Class imbalance remains a critical challenge in machine learning, as it often leads to biased predictions where algorithms disproportionately favor the majority class, resulting in the misclassification of minority class instances and reduced overall model performance. This study explores an innovative approach to addressing class imbalance in Random Forests by combining pruning with resampling techniques. While pruning typically improves performance and reduces computational costs, its effectiveness can be limited in complex ensembles dealing with imbalanced data. To tackle this, the proposed method incorporates three resampling strategies: under-sampling the majority class, over-sampling the minority class, and a hybrid of both. After balancing the training data, multiple trees are grown from bootstrap samples, and only those with low out-of-bag error rates are selected for the final ensemble.
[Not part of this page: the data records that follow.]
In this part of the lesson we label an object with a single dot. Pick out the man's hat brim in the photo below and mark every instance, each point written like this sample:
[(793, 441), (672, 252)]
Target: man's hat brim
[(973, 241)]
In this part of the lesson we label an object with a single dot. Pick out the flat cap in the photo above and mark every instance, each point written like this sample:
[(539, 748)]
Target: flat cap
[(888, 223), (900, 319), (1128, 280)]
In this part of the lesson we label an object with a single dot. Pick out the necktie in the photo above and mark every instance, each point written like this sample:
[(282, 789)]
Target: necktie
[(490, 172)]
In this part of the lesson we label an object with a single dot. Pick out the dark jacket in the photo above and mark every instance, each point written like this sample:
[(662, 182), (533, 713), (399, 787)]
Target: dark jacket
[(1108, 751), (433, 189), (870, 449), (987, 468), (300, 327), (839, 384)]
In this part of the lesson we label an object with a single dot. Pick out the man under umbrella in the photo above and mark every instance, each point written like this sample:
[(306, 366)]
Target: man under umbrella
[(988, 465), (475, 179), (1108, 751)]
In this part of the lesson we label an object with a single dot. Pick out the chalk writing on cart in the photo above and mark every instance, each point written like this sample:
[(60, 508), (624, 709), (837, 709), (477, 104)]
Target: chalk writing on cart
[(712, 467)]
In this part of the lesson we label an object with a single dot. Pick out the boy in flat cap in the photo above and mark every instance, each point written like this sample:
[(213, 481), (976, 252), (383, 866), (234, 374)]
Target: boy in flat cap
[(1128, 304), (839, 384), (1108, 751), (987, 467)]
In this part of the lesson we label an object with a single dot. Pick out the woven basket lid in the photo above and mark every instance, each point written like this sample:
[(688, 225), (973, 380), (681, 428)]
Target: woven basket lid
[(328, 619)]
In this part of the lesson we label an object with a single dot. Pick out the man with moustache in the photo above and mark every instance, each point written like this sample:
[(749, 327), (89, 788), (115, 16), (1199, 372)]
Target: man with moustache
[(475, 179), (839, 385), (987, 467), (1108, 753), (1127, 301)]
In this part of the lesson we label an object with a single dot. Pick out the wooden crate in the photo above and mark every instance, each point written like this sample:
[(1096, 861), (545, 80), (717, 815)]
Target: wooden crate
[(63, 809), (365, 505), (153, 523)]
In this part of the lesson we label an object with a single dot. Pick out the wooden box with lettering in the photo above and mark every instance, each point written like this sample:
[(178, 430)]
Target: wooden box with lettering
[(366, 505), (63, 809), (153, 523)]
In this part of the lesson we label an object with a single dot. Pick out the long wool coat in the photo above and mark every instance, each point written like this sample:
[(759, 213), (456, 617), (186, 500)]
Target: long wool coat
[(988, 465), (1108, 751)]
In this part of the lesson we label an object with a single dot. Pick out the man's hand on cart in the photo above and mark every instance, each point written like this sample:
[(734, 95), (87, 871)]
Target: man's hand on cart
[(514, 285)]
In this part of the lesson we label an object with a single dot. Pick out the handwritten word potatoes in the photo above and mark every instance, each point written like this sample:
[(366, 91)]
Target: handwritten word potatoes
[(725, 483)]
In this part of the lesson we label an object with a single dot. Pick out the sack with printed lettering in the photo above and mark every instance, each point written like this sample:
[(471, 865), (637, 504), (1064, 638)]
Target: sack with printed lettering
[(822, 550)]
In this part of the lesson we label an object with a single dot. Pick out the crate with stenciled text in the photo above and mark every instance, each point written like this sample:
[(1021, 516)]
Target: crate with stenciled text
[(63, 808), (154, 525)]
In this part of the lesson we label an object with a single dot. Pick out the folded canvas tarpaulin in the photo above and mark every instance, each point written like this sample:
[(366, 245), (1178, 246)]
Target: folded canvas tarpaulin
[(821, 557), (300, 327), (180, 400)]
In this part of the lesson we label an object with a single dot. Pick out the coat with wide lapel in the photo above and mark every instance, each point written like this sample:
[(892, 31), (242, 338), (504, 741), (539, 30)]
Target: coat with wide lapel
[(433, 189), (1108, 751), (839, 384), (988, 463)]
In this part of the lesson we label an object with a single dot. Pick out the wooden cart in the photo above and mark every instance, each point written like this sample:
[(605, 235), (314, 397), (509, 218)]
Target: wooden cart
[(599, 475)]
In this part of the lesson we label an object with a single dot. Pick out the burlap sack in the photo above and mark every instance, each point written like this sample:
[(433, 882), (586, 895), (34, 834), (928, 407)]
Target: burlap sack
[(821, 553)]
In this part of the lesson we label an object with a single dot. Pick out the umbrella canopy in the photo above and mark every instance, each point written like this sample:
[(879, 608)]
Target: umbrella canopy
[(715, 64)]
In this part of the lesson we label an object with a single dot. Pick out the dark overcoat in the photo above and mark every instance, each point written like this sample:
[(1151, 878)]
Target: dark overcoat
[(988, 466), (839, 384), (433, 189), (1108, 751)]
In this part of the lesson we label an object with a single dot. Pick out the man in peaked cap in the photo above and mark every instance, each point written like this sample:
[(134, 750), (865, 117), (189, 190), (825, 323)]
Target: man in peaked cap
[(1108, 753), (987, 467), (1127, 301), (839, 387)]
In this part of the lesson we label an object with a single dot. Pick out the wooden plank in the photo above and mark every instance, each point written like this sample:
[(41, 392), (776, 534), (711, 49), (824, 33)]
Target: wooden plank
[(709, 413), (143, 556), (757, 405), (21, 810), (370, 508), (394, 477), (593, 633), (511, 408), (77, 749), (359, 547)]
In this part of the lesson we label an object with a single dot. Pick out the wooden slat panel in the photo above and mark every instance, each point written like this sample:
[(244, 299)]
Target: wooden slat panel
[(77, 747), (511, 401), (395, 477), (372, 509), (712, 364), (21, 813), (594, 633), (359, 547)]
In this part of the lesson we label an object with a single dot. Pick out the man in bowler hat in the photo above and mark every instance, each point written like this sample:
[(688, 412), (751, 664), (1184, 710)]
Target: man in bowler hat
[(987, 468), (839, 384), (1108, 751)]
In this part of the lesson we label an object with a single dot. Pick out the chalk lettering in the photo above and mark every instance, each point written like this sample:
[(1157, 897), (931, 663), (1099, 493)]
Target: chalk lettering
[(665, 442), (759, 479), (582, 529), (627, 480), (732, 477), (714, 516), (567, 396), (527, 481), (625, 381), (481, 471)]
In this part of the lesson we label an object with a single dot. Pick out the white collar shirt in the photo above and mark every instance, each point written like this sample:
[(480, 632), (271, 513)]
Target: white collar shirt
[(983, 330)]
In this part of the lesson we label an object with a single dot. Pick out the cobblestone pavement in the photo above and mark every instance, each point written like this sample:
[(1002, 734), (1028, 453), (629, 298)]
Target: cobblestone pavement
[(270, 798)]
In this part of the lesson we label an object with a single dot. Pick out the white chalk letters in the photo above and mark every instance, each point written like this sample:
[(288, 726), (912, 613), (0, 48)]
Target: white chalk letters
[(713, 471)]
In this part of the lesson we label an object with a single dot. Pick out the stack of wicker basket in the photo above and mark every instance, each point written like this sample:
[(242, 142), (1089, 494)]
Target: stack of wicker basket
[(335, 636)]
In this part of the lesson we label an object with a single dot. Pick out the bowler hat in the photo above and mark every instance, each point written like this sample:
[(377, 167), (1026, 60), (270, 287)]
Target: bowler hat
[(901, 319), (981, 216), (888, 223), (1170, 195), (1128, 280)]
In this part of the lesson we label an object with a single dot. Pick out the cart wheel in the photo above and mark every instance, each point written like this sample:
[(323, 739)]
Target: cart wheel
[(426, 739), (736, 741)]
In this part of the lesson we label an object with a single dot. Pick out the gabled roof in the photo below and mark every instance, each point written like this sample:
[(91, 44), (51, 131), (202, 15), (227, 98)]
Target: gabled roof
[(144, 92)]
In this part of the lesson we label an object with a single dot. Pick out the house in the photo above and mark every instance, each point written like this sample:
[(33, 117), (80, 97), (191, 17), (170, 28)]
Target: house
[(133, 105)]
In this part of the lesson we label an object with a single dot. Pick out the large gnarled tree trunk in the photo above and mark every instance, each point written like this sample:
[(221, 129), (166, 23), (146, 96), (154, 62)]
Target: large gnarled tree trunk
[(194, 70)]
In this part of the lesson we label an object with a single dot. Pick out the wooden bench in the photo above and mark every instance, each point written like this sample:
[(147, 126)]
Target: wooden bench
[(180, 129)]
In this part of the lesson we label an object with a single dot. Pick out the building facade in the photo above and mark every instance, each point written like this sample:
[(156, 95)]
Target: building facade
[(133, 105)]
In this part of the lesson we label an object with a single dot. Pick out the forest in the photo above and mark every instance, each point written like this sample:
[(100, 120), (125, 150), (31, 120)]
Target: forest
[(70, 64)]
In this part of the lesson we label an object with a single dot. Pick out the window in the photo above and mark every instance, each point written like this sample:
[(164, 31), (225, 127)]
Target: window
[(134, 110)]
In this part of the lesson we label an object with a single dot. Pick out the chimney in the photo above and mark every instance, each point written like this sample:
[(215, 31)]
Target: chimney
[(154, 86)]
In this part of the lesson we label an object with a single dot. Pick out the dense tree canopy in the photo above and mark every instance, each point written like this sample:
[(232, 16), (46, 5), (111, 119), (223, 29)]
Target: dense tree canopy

The classification performance of the proposed method is evaluated and compared against standard algorithms including k-Nearest Neighbors (k-NN), Tree, Random Forest (RF), Balanced Random Forest (BRF), and Support Vector Machine (SVM). The results demonstrate that the proposed method outperformed its competitors in most of the cases.
Supplementary Information: The online version contains supplementary material available at 10.1038/s41598-026-38320-1.
Keywords: Bootstrap; Class imbalance; Classification; Over-sampling; Pruning; Random forest; Trees; Under-sampling.